Could we have full references for the papers you mention, so I can check where else they have been cited? Has the concept been used to prove anything else of interest? --Robert Merkel 04:58, 30 Jul 2003 (UTC)

OK, it's real, and there are papers in the area. Still not sure how important it is, though. --Robert Merkel 05:02, 30 Jul 2003 (UTC)
It's responsible for at least two of the most important theorems in complexity theory, the IP=PSPACE theorem and the PCP Theorem. Both of these are widely cited and held in high regard because of their difficulty, how surprising they are, and how they link interactive proof systems together with traditional machines. They've also been valuable in proving other things like the lower bounds on approximation algorithms. This stuff should be covered in any second-semester course on complexity, at least in passing. I provided 10 references, most of which have received many hundreds of citations and are seminal works. Some you can read for free, have a look. Deco 09:26, 27 May 2005 (UTC)[reply]

If that still matters, it's a fairly popular concept in complexity theory. You can look the references up in, for example, this survey and they get cited a lot (hundreds of citations for each of them). Andris 20:49, May 19, 2004 (UTC)

My written english is not so well, but there is no Entry in German for this one, so I strived through the english version. You should Include a remarkt that class IP and PSPACE are equivalent!

Bolding of abbreviations[edit]

I admit I know nothing about the subject of the article, but I think there may be a tad too many boldings in this article.--Rockfang (talk) 10:15, 26 July 2008 (UTC)[reply]

The lead forgets to explain...[edit]

The lead does not give enough context. Only after reading on I infer the following context, but I am not an expert.
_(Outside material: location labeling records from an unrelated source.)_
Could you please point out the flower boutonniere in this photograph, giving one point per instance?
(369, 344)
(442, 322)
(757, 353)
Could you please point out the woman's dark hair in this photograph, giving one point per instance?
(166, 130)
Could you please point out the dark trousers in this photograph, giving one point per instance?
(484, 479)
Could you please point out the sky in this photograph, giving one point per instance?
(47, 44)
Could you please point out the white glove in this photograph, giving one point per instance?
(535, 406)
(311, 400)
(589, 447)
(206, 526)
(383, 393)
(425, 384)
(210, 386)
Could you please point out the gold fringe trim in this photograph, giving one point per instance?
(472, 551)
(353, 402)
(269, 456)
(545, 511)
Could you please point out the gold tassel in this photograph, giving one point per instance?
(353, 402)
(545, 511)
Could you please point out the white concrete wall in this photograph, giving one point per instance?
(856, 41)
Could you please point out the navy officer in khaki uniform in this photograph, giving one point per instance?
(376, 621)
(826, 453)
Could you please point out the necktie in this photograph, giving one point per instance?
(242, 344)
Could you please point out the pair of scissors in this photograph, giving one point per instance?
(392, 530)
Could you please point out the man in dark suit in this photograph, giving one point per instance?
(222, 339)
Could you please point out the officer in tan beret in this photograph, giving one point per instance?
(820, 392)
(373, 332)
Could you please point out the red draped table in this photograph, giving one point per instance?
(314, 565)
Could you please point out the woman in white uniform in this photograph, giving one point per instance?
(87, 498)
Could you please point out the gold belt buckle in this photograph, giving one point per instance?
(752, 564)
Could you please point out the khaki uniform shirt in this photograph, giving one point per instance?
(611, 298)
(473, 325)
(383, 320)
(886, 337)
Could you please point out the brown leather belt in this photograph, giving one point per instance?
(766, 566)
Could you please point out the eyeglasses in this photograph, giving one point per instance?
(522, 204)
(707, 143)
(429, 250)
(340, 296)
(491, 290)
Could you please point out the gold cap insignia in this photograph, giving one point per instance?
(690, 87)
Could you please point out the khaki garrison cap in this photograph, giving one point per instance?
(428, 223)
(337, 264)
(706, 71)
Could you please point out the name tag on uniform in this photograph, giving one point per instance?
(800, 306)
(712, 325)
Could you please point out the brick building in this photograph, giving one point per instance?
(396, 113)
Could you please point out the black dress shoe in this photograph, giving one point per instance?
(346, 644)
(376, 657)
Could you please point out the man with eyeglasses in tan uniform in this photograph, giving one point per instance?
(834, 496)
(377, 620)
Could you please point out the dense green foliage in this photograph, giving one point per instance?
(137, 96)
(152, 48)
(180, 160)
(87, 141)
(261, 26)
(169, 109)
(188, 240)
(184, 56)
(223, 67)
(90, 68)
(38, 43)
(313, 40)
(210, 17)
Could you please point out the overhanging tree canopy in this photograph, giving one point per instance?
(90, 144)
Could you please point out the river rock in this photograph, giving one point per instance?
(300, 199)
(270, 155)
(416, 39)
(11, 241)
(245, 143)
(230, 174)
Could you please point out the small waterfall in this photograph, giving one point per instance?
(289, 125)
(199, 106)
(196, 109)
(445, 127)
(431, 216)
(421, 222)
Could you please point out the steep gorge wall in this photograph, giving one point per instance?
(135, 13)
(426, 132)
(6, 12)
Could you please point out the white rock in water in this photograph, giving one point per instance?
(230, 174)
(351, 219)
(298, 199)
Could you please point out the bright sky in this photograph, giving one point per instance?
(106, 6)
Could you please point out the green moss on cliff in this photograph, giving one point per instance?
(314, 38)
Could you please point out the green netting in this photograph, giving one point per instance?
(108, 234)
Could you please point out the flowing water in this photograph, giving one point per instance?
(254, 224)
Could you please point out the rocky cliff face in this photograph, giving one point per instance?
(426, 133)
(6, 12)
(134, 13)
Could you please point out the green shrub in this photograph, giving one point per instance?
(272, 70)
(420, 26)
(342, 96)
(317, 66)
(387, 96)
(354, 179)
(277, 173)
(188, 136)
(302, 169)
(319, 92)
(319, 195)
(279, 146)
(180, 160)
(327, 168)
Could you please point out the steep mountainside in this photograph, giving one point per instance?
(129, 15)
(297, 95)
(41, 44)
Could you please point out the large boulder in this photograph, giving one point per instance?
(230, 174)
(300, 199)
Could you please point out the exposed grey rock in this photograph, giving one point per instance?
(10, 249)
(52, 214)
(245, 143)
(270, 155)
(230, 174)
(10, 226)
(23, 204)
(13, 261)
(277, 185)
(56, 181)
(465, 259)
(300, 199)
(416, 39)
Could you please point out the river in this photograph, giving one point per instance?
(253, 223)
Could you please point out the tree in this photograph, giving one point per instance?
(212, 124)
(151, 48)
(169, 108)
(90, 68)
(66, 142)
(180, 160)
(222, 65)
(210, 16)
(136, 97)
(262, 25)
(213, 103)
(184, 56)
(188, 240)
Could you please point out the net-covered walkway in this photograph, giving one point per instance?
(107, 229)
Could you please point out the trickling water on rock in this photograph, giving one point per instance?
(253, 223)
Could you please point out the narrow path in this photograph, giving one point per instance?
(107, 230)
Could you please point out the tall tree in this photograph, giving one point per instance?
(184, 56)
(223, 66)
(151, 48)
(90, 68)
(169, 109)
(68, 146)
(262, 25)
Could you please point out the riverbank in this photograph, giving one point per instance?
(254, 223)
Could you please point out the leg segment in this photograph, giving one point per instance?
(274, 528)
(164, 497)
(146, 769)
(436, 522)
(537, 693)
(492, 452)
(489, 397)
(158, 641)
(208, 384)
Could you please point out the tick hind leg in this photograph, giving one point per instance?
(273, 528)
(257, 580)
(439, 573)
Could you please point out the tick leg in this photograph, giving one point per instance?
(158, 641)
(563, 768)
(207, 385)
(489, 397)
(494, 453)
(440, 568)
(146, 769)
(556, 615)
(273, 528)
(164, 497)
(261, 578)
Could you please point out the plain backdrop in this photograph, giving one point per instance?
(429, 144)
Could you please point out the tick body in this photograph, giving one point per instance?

Real machines can only produce text by following mechanical procedures, possibly involving random choices from finite sets, and otherwise relying on given inputs and built-in constants.

In the abstract machine of an interactive proof, the prover is trying to convince the verifier about a statement, and the question is if there are messages that the prover can supply to the verifier to convince it. In order to give a proof of anything, the proof must be found, provided it exists at all, and that may require a very long search. If the proof does not exist, a search for it may never end. We assume the prover is all-powerful in the sense that it is able to find a message that achieves the goal if such a message exists, and is able to avoid being stuck in an infinite search if the proof does not exist. In other words, we are not really concerned about how the prover works. We are studying the verifier. Cacadril (talk) 07:32, 22 April 2010 (UTC)[reply]

Origin year[edit]

The current article says, "Although NP may be viewed as using interaction, it wasn't until 1985 that the concept of computation through interaction was conceived by two independent groups of researchers." It is well known that Goldwasser-Micali-Rackoff existed by the middle of 1983; for instance, I heard their work expounded during lunches at the FCT'83 conference in late August in Borgholm, Sweden. It was rejected from three previous STOC/FOCS'es. Not sure how to revise the article, so I'll leave it as a discussion point. KWRegan (talk) 02:29, 23 June 2011 (UTC)[reply]